A health carrier that offers, sells, issues, or renews a health benefit plan for small employers shall file with the commissioner the index rates and must demonstrate that all rates shall be within the rating restrictions defined in this chapter. Such demonstration must include the allowable range of rates from the index rates and a description of how the health carrier intends to use demographic factors including case characteristics in calculating the premium rates. The rates shall not be approved, unless the commissioner has determined that the rates are reasonable. In determining reasonableness, the commissioner shall consider the growth rates applied under section 62J.04, subdivision 1, paragraph (b), to the calendar year or years that the proposed premium rate would be in effect, actuarially valid changes in risk associated with the enrollee population, and actuarially valid changes as a result of statutory changes in Laws 1992, chapter 549.

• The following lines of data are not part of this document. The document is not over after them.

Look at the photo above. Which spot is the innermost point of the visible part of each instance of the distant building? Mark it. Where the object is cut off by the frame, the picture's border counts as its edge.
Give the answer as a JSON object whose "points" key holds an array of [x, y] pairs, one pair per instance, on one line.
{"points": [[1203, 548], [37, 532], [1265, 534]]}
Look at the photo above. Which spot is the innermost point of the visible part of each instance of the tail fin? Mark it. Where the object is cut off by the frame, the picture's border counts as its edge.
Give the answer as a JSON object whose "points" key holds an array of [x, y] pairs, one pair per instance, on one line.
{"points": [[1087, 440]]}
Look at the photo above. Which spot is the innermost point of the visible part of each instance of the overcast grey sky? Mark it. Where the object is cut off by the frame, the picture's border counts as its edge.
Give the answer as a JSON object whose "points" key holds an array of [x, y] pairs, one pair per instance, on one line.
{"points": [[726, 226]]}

Premium rates must comply with the rating requirements of this section, notwithstanding the imposition of any assessments or premiums paid by health carriers as provided under sections 62L.13 to 62L.22.
Beginning January 1, 1995, and annually thereafter, the commissioners of health and commerce shall provide a joint report to the legislature on the effect of the rating restrictions required by this section and the appropriateness of proceeding with additional rate reform. Each report must include an analysis of the availability of health care coverage due to the rating reform, the equitable and appropriate distribution of risk and associated costs, the effect on the self-insurance market, and any resulting or anticipated change in health plan design and market share and availability of health carriers.
Notwithstanding section 62A.02, subdivision 3, relating to loss ratios, each policy or contract form used with respect to a health benefit plan offered, or issued in the small employer market, is subject, beginning July 1, 1993, to section 62A.021. The commissioner of health has, with respect to carriers under that commissioner's jurisdiction, all of the powers of the commissioner of commerce under that section.